Des mesures inédites appuient l’hypothèse selon laquelle le réchauffement des sols de forêts tropicales entraînerait une libération considérable de CO2 vers l’atmosphère. Un cercle vicieux qui repose en grande partie sur une modulation de la physiologie microbienne lorsque la température du substrat s’élève.
Avec le changement climatique, on s’attend à ce qu’une fraction notable du carbone actuellement contenu dans les sols soit libérée dans l’atmosphère. Le réchauffement global – dont on rappelle qu’il est notamment dû aux rejets anthropiques de CO2 – participerait ainsi à son propre renforcement. Toutefois, l’ampleur de cette boucle de rétroaction positive est encore mal caractérisée. Et donc mal évaluée dans les projections futures.

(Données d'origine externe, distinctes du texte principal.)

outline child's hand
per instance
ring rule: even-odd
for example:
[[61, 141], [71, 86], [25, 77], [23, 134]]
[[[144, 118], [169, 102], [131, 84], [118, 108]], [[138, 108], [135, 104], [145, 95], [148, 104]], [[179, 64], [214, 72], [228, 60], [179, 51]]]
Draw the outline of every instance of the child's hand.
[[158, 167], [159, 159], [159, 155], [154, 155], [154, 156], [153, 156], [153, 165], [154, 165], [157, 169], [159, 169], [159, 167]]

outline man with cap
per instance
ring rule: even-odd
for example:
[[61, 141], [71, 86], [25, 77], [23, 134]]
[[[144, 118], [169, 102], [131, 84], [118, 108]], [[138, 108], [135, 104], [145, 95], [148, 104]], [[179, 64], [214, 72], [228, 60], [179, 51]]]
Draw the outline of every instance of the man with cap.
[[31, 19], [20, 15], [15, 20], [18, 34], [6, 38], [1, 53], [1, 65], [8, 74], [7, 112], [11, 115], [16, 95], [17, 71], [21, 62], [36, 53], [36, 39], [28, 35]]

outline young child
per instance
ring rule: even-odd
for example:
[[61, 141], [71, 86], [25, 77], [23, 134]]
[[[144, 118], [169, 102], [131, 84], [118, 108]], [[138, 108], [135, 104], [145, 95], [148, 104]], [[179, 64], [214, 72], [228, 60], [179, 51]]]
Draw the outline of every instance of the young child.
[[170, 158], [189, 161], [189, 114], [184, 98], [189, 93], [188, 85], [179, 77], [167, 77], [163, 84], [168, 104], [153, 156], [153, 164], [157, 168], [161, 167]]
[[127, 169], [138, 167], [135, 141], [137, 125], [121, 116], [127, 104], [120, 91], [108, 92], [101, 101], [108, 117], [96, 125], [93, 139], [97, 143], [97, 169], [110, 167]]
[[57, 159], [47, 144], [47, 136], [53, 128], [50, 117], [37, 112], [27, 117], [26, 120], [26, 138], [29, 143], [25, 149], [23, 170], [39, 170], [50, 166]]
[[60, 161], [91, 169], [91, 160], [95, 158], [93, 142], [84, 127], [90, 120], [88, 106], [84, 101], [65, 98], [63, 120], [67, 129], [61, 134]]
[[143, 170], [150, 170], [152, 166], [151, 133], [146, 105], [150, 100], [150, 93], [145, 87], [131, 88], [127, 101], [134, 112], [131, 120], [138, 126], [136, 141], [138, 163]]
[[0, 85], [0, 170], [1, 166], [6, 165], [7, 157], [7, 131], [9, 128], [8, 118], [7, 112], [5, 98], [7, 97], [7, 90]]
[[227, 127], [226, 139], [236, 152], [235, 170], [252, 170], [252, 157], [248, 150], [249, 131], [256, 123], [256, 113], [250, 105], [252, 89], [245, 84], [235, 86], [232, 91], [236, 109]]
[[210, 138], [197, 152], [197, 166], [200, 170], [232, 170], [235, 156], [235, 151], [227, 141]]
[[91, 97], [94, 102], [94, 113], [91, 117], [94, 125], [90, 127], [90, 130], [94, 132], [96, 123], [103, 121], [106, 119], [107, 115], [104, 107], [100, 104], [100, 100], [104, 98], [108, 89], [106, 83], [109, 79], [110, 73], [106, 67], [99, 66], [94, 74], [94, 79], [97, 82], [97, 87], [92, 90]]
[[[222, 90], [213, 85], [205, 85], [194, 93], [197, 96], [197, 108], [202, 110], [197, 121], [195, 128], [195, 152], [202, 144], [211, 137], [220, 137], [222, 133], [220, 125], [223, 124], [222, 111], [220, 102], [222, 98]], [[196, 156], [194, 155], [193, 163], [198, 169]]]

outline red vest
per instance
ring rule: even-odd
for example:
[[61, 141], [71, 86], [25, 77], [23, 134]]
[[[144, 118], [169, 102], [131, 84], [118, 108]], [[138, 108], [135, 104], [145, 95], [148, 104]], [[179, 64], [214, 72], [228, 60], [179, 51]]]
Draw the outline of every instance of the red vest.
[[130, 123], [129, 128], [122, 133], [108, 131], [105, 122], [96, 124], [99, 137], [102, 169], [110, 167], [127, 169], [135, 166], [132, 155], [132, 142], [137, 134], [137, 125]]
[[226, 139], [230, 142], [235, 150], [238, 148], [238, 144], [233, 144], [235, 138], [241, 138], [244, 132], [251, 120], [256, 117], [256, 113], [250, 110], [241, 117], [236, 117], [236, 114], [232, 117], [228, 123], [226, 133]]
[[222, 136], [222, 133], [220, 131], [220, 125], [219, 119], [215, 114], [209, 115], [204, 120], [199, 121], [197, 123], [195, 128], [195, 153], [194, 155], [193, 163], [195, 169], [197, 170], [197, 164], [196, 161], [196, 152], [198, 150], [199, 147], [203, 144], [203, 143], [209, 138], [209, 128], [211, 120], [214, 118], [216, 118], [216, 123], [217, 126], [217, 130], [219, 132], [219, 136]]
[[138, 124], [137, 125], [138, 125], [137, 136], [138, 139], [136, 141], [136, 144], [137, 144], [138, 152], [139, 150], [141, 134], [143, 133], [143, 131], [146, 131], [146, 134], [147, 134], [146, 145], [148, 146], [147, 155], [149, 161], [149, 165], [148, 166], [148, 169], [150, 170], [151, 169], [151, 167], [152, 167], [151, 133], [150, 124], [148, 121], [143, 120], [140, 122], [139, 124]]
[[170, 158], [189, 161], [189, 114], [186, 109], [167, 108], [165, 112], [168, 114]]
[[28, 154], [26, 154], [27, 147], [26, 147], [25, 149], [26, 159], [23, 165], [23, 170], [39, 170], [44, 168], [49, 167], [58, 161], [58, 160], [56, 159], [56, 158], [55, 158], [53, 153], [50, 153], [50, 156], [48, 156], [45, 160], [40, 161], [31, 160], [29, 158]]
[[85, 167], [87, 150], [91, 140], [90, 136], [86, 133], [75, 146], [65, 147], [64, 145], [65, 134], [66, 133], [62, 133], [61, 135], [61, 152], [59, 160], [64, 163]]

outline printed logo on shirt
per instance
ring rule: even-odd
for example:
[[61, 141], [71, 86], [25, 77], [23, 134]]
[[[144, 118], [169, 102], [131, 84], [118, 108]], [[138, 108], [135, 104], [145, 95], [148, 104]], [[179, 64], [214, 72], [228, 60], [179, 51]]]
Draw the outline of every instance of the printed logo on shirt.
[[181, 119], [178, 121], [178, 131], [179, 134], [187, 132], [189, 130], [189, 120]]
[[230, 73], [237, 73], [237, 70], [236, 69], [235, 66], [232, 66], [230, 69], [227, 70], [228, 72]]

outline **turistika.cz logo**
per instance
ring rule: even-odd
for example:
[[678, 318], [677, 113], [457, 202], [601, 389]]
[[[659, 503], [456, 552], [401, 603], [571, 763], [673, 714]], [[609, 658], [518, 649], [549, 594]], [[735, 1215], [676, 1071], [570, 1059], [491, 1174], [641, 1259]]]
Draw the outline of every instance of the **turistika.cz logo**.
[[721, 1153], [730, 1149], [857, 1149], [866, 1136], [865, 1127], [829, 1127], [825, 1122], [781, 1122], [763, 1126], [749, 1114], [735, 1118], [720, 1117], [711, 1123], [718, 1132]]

Des mesures in situ pour évaluer la réponse des sols au réchauffement
Un papier paru dans Ecology Letters le 6 septembre 2019 vient apporter un éclairage à propos de ces incertitudes. Les auteurs se sont concentrés sur la réaction des sols de forêts tropicales étant donné l’absence de données empiriques à leur égard. Un déficit d’information critique quand on sait qu’ils renferment 1/3 du carbone total contenu dans les sols terrestres. Leur influence sur le cycle du carbone est donc majeure.
Pour estimer les effets d’une variation thermique dans des conditions aussi réalistes que possible, les chercheurs ont utilisé une astuce. Grâce à des carottiers, ils ont extrait des échantillons de sols à 4 sites dans les Andes péruviennes. Puis, ils en ont déplacé certains vers des altitudes plus élevées et d’autres vers des altitudes plus basses. Autrement dit, vers des climats plus froids ou plus chauds respectivement.
Au final, c’est un dénivelé de 3000 mètres qui a été couvert. Il concrétise une variation thermique de ± 15 degrés. L’expérience s’est déroulée de façon progressive sur plusieurs années. Il était alors devenu possible d’établir une relation entre température, variation du contenu en carbone du sol prélevé et physiologie microbienne.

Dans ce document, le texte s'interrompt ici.